Usaha sebagai bentuk ikhtiyar atau amal, Dan Doa sebagai bentuk tafwidl atau pasrah.
Hal itu telah dicontohkan oleh Ashabul kahfi seperti dikabarkan dalam surat Al-kahfi.
Mereka berlindung dari kejahatan raja yang dlalim dan mengungsi dalam goa sebagai bentuk usaha dan amal hamba.
Disebutkan dalam ayat 10 surat Al-Kahfi:
إذ أوى الفتية إلى الكهف
Disamping itu, mereka berdoa kepada Yang Maha Kuasa sebagai bentuk pasrah hamba.

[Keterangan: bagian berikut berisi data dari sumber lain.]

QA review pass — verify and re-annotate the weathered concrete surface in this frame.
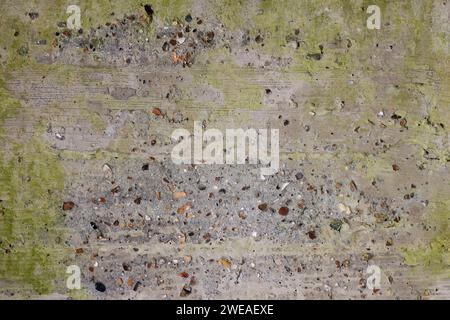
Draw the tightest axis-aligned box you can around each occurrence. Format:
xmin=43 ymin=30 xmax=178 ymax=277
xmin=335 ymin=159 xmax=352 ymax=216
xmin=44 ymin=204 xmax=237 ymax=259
xmin=0 ymin=0 xmax=450 ymax=299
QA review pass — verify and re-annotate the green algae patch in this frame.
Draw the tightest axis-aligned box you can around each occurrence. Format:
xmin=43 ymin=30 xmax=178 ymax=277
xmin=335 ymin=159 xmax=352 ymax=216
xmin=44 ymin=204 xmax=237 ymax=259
xmin=193 ymin=49 xmax=264 ymax=110
xmin=403 ymin=200 xmax=450 ymax=278
xmin=0 ymin=79 xmax=20 ymax=137
xmin=0 ymin=139 xmax=69 ymax=294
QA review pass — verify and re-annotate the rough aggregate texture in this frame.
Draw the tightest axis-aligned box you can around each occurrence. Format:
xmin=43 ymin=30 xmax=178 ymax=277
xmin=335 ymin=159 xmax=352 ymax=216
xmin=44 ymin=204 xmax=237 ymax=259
xmin=0 ymin=0 xmax=450 ymax=299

Disebutkan dalam ayat 10 surat Al-Kahfi:
فقالوا ربنا آتنا من لدنك رحمة وهيئ لنا من أمرنا رشدا
Karena sudah mengumpulkan kedua-duanya, maka ayat setelahnya mengkabarkan bentuk perlindungan Tuhan Yang Maha Kuasa berupa tidur di dalam goa selama beberapa tahun sebagai rasa aman dan rasa tentram.
Hal ini adalah hasil dari perkawinan antara usaha dan doa.
Disebutkan dalam ayat 11 surat Al-Kahfi
فضربنا على آذانهم في الكهف سنين عددا.